Mais de 11 mil quilômetros de distância, 44h semanais ao longo de anos trabalhando, que alguns trabalhadores já somaram quase 7.300 dias. Há quem esteja há dois, três ou cinco anos sem visitar a família. Parecem números desconexos, mas são parte da vida de alguns dos 40 trabalhadores da obra do prédio Tree Tower, em construção no bairro Planejado Cidade dos Lagos em Guarapuava.
O prédio, com projeto para 25 andares, vai somar 10 mil metros cúbicos de concreto, e tem mãos de homens que vieram de várias partes do Brasil como Bahia, Pernambuco, Natal e Pará. Seria compreensível se eles pensassem em todos esses números, sentindo saudade de casa e da família. Mas a realidade é outra.
O dia a dia de quem enfrenta sol, chuva, vento, frio e calor em meio a ferros, concreto, rochas, cabos de aço, materiais de construção, é calcular metragens, seguir o projeto e contar os dias para ver a esposa, os filhos, os pais, os amigos e novamente a cidade natal.
Evandro é o responsável pela obra, e veio da Bahia, mas já mora no Paraná há alguns anos. Diante do questionamento de como eles lidam com a saudade, ele responde que o cotidiano exige concentração, há cálculos a todo instante e planejamento.
Na obra, você pensa na obra, pois em segundos você lida com muitas coisas diferentes. Os nossos planos duram segundos. Ele pode estar pensando na mulher aqui e no próximo segundo, estar pensando na obra. Conseguimos separar as coisas. Mas se somarmos todos os anos que estivemos na obra, daria quase os anos de Guarapuava.

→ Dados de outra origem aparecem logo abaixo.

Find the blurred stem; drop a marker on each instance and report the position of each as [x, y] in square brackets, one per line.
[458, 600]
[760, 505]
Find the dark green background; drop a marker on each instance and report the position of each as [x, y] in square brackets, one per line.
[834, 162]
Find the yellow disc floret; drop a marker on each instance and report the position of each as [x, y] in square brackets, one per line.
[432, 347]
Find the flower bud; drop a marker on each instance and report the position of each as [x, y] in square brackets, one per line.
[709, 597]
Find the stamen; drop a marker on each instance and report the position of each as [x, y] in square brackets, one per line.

Davi de 19 anos diz que tem um momento que esse sentimento não é anestesiado. “Quando eu chego em casa, bate saudade de casa, da minha mãe. Mas as chamadas de vídeo ajudam muito, conversamos todo dia”. O jovem deixou Natal, capital do Rio Grande do Norte, há quatro meses. Ele era músico e viajou com a banda para várias cidades do Nordeste Brasileiro. Mas após terminar o ensino médio, ele precisava melhorar de vida e ter estabilidade. O motivo para ir embora era claro na cabeça.

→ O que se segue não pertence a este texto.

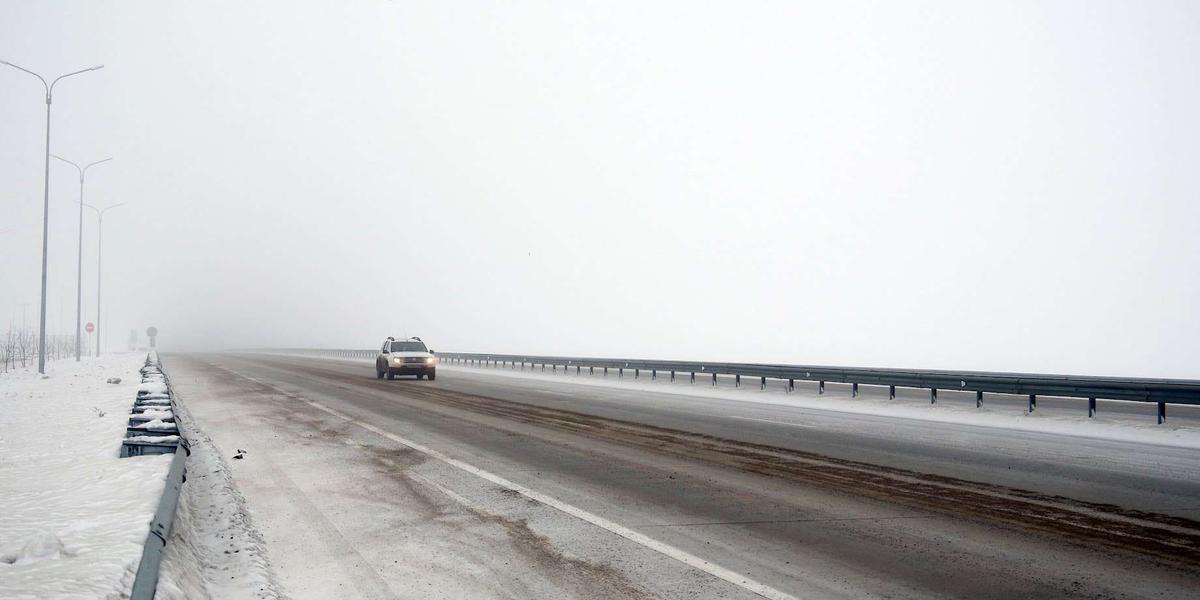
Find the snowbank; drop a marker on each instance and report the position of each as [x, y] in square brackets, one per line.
[214, 550]
[73, 516]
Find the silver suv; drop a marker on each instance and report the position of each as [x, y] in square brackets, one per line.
[406, 357]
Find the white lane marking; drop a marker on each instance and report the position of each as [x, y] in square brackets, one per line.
[575, 511]
[804, 425]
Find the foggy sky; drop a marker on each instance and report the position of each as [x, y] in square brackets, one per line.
[1007, 186]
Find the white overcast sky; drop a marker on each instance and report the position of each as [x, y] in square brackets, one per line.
[1007, 186]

Eu estou há pouco tempo no ‘trecho’ [quem sai de casa, e viaja a trabalho], é minha primeira vez. Minha cidade é muito ruim para conseguir emprego de quem é carteira ‘branca’ como eu. Eu nunca tinha trabalhado ‘fichado’ [registro em carteira de trabalho], então ficava difícil conseguir emprego. Tive que sair para longe de casa e foi aqui que consegui, no Paraná. Batalhei perto de casa para conseguir, mas eles não dão oportunidade, fazia bico para me manter. Tenho que ajudar em casa e ajudar minha mãe. Não pretendo voltar, aqui eu ‘faço’ em um mês, o que eu precisaria fazer em quatro meses lá tudo sem registro. Lá eles não gostam de registrar, então eu larguei e vim. Meu irmão também está aqui, mas deixei minha mãe, meus irmãos, meu padrasto, todos lá.

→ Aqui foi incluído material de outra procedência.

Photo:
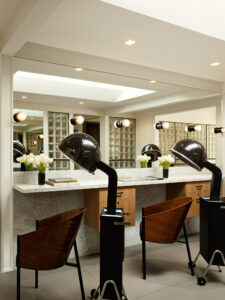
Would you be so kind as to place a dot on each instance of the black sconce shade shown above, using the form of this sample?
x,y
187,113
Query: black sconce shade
x,y
219,130
77,120
162,125
122,123
18,150
20,116
82,149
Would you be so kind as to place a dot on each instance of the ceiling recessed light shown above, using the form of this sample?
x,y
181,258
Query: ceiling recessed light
x,y
215,64
130,42
78,69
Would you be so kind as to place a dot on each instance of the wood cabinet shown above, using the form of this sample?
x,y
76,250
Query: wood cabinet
x,y
195,190
96,199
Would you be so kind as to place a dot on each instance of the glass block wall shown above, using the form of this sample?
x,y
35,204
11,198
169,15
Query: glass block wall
x,y
176,132
122,145
58,128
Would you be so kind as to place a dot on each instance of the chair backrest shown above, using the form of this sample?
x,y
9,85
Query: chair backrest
x,y
163,221
49,246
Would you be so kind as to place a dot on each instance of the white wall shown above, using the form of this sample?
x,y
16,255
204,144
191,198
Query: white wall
x,y
201,116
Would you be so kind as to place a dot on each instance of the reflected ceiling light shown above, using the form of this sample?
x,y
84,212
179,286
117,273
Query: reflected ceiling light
x,y
130,42
215,64
161,125
122,123
191,128
41,136
77,120
78,69
20,116
218,130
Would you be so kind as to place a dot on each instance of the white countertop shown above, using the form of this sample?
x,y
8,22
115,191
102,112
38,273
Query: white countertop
x,y
103,183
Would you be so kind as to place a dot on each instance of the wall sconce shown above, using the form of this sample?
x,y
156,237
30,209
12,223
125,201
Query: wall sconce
x,y
161,125
191,128
20,116
218,130
122,123
77,120
40,136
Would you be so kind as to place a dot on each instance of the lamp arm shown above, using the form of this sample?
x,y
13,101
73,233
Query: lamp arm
x,y
112,186
216,181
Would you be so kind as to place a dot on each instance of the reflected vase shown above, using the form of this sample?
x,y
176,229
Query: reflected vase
x,y
143,164
165,173
41,178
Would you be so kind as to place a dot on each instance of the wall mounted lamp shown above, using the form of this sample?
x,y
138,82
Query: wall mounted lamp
x,y
122,123
218,130
20,116
191,128
161,125
77,120
40,136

Quatro meses ainda é pouco, perto do tempo que José Silvio Farias está na construção civil. Ele saiu de Pernambuco em 2005 em busca de uma vida melhor. “Eu voltei em 2010, vim para cá em 2015 e depois não voltei mais. Sempre tenho contato com minha família, mas tive esposa e meus filhos aqui [no Paraná]. Lá é diferente, clima e sotaque. Já passei por cinco estados, para gente também é difícil ficar muito tempo afastado. Minha família questionou, mas eles compreendem financeiramente. A gente veio para cá pra dar uma expectativa melhor, a gente gosta, mas é com essa expectativa”.
São muitas as histórias de quem realmente está ‘construindo a vida’ pelo Brasil à fora. Algumas com momentos de felicidade que superam todo o esforço. José Luiz de 26 anos é pernambucano e há oito anos está no trecho. Ele é o único da obra que sabe operar uma máquina para dobrar o aço. Ele faz em poucas horas, o que os trabalhadores de obras normais fazem manualmente em dias. A habilidade e também a carreira na construção traz estabilidade financeira. Por outro lado, faz com que ele esteja mais presente na obra do que em casa.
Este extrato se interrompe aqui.